Creato il 23 settembre 2014 da Annalina55

franzkrauspenhaar

Franz Krauspenhaar (Avanzi di balera, Era mio padre, L’inquieto vivere segreto), è uno scrittore milanese dal talento eclettico, e la sua biografia ne è la prova. Ha lavorato in ambito commerciale in vari settori merceologici, anche se la sua carriera in qualità di scrittore ha inizio solo alla fine degli anni ’90, pubblicando il suo primo libro a 39 anni. Ad oggi il suo estro creativo ha all’attivo: otto romanzi, un saggio narrativo, quattro libri di poesie e una serie di collaborazioni per la stesura di raccolte poetiche e narrative. I romanzi di Franz Krauspenhaar sono spesso delle autofiction ed egli è solito raccontare le sue storie attraverso la voce in prima persona. Il maestro indiscusso al quale Krauspenhaar sembra riferirsi per quanto riguarda lo stile, la discorsività libera e priva di tabù e colore della pagina è lo statunitense Henry Miller, scrittore altrettanto poliedrico. Tuttavia tra gli autori di riferimento primeggiano altri ‘grandi maestri’ che non possono non essere menzionati, ovvero: Thomas Bernhard, Heinrich Böll, Samuel Beckett, Dürrenmatt e Celine. Dalle premesse sin qui enunciate è possibile dedurre la densità della scrittura dell’autore milanese e apprezzarne al tempo stesso la capacità narrativa fuori dal comune.

Con Un viaggio con Francis Bacon (2010), l’autore propone un viaggio nell’arte di Francis Bacon ma non solo. Infatti all’interno di questa cornice, il narratore intraprende un percorso interiore che si traduce in una ricerca personale nei meandri dell’anima di un artista tra i più complessi e affascinanti. Se l’arte di Bacon nasce dal dolore, dall’ossessione e dalle ferite, non si può restare immacolati da tale contatto che finisce con lo “sporcare” anche il lettore.

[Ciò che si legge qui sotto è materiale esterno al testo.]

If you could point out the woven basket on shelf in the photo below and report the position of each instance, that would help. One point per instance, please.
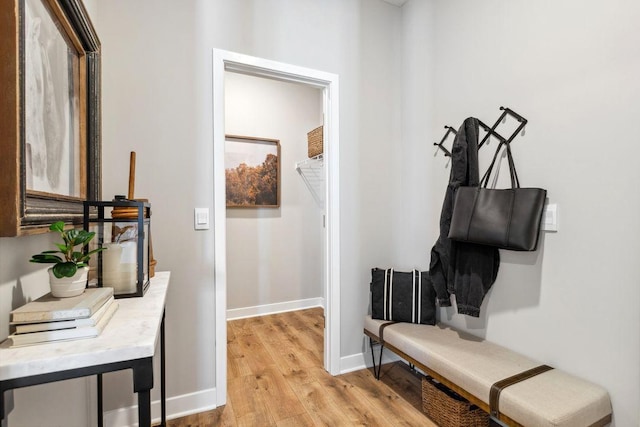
(448, 409)
(314, 139)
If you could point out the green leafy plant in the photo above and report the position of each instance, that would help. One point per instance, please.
(67, 264)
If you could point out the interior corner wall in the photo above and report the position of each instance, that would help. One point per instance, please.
(571, 69)
(274, 255)
(157, 101)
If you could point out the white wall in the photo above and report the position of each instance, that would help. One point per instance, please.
(274, 255)
(570, 68)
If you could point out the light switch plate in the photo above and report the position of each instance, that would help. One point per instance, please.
(550, 217)
(201, 218)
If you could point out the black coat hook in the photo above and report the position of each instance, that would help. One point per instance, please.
(450, 130)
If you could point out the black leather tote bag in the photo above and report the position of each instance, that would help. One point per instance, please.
(507, 218)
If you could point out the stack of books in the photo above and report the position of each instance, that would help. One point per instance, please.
(49, 319)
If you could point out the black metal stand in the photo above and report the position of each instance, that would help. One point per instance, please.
(491, 131)
(142, 382)
(376, 373)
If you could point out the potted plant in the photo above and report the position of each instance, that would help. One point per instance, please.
(68, 276)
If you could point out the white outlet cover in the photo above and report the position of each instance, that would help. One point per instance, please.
(550, 217)
(201, 218)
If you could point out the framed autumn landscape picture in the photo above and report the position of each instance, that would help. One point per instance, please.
(252, 171)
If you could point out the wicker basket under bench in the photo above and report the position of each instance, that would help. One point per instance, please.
(470, 366)
(447, 408)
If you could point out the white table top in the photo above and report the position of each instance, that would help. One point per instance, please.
(131, 334)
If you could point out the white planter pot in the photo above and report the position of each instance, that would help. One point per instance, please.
(68, 286)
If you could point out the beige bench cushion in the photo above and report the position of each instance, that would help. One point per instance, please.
(553, 398)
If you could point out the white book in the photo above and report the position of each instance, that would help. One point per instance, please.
(26, 328)
(65, 334)
(48, 308)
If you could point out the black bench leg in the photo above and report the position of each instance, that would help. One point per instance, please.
(376, 373)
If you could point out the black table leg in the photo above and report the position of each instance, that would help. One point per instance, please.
(100, 408)
(163, 392)
(142, 384)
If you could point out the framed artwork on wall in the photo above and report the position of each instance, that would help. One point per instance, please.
(252, 171)
(49, 114)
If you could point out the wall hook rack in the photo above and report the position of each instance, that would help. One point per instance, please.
(490, 130)
(449, 131)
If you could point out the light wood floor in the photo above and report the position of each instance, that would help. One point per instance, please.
(276, 378)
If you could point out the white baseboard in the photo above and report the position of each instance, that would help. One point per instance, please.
(178, 406)
(280, 307)
(358, 361)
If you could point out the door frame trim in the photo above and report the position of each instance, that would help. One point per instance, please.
(224, 61)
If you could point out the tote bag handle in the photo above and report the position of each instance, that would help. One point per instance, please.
(515, 182)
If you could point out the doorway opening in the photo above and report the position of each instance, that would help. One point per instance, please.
(225, 61)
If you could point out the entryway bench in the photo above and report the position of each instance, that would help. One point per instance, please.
(471, 366)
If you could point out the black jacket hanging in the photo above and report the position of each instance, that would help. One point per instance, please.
(464, 269)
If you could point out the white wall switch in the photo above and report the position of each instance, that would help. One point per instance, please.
(201, 219)
(550, 217)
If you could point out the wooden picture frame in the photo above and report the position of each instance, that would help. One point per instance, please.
(252, 171)
(50, 147)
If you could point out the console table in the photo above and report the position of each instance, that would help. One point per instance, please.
(127, 342)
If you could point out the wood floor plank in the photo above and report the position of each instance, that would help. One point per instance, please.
(248, 404)
(275, 378)
(391, 403)
(279, 397)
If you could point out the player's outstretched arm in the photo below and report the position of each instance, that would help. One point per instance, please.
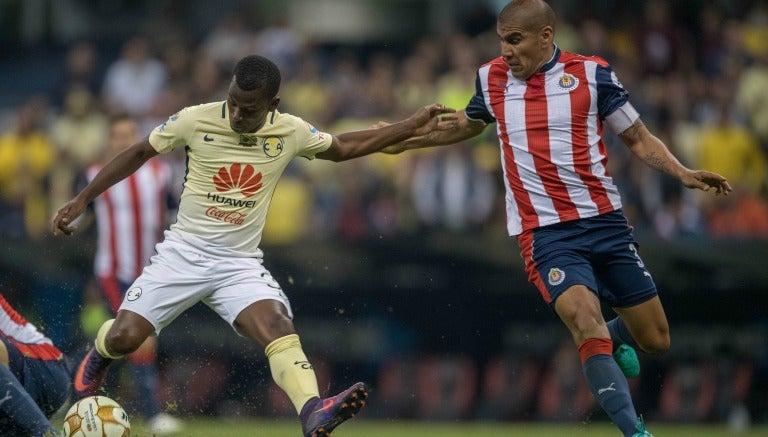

Ebbene, la scrittura quando si eleva ad Arte riesce a operare anche questo piccolo miracolo. La narrazione è impressionistica, spazia e comunica con il cinema e la musica, e l’autore, quasi si avvalesse di una macchina da presa, realizza un cortometraggio in prosa. Egli dà voce al dolore muto dell’artista, disserta intorno all’opera d’arte ed evita con estrema padronanza la mera celebrazione fine a se stessa. Quella di Krauspenhaar è una prosa critica che di conseguenza evoca e celebra con maestria il potere che l’arte può esercitare, ovvero racchiudere in sé una miriade di mondi, avviare un dialogo tra le arti laddove matrice è il dolore che si fa ossessione, il sacrificio della parte più profonda dell’artista, quella parte dell’io che resta pur sempre tormentato nonostante il tentativo catartico operato attraverso la creazione artistica.

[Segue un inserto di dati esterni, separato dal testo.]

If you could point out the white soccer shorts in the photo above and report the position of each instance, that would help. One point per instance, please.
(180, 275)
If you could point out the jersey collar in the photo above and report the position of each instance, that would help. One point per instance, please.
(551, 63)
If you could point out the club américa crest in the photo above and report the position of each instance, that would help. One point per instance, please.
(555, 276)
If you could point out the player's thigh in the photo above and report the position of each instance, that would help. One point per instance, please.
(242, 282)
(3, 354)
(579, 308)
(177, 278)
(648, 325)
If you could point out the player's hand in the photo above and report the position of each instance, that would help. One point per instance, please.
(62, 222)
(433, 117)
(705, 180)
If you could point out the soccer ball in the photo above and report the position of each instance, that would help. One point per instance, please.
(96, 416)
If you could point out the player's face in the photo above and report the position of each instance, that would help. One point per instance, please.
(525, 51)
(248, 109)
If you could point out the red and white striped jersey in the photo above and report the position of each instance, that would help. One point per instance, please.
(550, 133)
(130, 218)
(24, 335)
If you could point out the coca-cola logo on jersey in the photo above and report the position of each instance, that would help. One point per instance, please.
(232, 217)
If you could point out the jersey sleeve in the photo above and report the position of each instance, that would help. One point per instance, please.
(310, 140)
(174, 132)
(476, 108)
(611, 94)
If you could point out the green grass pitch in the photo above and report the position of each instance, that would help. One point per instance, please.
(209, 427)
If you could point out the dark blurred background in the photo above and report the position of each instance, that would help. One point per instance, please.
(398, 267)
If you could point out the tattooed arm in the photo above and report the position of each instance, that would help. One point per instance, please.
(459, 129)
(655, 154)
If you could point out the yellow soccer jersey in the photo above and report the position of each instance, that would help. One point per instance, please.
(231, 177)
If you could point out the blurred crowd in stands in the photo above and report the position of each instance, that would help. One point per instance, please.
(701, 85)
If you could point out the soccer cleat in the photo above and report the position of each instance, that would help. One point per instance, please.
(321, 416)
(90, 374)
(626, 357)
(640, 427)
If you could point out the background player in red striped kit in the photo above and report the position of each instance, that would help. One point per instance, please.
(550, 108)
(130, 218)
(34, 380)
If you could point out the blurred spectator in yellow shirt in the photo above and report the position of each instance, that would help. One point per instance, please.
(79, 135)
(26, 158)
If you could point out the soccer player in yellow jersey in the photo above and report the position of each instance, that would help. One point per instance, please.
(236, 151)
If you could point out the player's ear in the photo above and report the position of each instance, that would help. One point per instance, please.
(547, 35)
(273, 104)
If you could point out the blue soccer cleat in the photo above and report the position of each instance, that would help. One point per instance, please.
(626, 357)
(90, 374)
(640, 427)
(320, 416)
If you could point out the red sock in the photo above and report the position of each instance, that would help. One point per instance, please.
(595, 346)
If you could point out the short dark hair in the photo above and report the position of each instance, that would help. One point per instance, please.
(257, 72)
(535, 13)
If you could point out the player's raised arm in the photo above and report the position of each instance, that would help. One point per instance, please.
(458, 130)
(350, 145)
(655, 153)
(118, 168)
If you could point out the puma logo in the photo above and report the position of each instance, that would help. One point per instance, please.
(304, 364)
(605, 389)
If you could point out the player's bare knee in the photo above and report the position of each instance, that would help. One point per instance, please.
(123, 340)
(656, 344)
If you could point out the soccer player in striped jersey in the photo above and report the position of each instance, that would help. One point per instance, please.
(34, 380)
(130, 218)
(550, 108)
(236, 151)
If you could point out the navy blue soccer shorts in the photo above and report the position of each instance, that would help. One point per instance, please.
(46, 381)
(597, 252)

A tal proposito, potrebbe essere utile riportare alcuni versi di Sergio Corazzini e Aldo Palazzeschi i quali ben si prestano a chiarire ulteriormente tale concetto, quando cantavano:

“Il mio cuore è una rossa/macchia di sangue dove/io bagno senza possa/la penna, a dolci prove/eternamente mossa”.

O ancora:

“Io metto una lente/Dinanzi al mio core,/per farlo vedere alla gente./Chi sono?/Il saltimbanco dell’anima mia”.

Viaggiare con Francis Bacon, toccare le sponde del cinema, della letteratura, dell’arte e della musica significa scrutare all’orizzonte il vuoto,  guardare in faccia alla contemporaneità, attraverso la mescolanza di stili letterari e strutture narrative diverse; è un racconto molto personale in forma di saggio, alla ricerca della bellezza dell’inquietudine, della sconfitta, di un certo coinvolgimento nella purezza da parte del dolore e del male.

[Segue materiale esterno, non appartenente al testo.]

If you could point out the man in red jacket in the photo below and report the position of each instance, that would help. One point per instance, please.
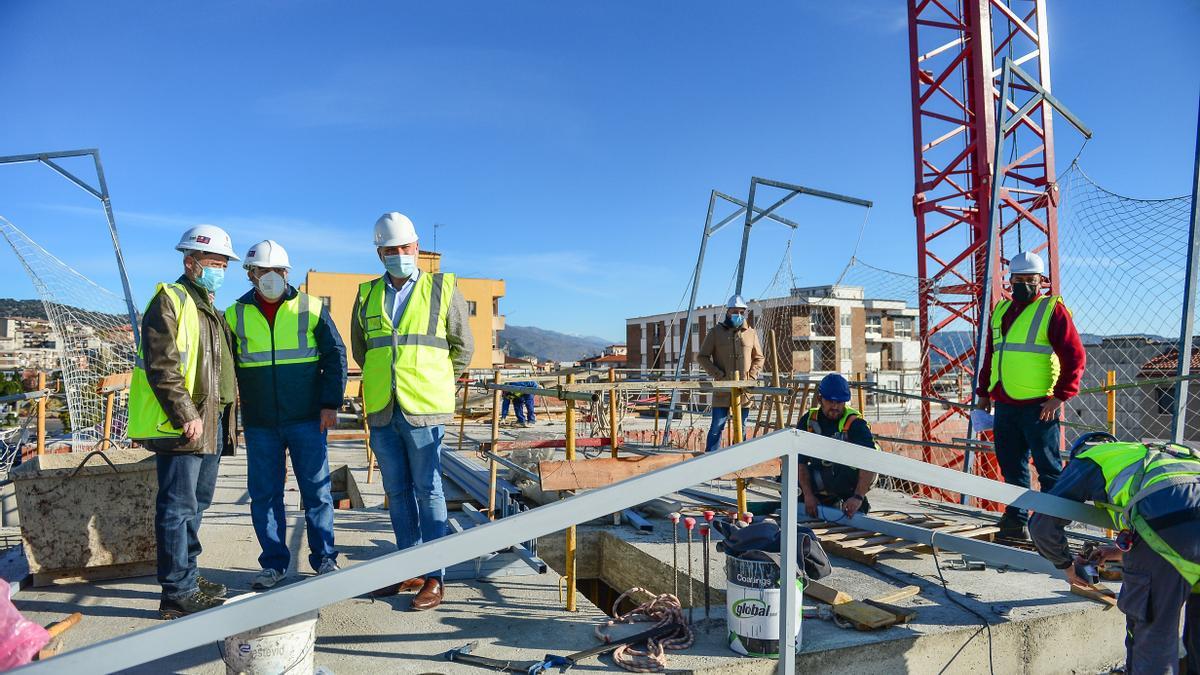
(1032, 365)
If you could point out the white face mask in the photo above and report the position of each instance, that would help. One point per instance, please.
(271, 285)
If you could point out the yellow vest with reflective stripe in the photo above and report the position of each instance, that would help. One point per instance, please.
(409, 360)
(292, 339)
(1023, 358)
(1132, 471)
(148, 419)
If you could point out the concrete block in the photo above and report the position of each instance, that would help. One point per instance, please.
(88, 520)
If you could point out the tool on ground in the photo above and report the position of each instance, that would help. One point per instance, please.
(689, 524)
(463, 653)
(664, 610)
(675, 553)
(705, 539)
(965, 565)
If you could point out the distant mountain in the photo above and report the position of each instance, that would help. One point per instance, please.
(549, 345)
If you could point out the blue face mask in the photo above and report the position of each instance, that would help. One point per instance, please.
(400, 266)
(211, 278)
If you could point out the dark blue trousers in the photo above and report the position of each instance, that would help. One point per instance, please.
(1019, 435)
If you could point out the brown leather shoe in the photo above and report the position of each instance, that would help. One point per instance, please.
(406, 586)
(430, 596)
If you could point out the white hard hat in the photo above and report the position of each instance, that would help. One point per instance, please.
(1026, 263)
(208, 238)
(394, 230)
(267, 252)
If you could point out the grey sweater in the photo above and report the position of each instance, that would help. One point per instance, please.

Dice lo stesso  Krauspenhaar:

“L’uomo baconiano è tutti e nessuno, ora l’ho capito. È il venditore in Mercedes incontrato a fine inverno davanti al tabaccaio, ma è anche John Kennedy nel pieno della sua morte violenta. È il ragazzo del Vietnam vittima di uno scontro a fuoco. È addirittura la testa pelata del colonnello Kurtz impersonato da Marlon Brando in Apocalypse now. La filosofia di Kurtz, esplicata nel suo monologo, è una filosofia dell’accettazione della morte e soprattutto dell’assassinio senza riguardo che non è nemmeno immorale, è semplicemente lineare, fino a raggiungere proprio una non sottile linea di straordinaria purezza”.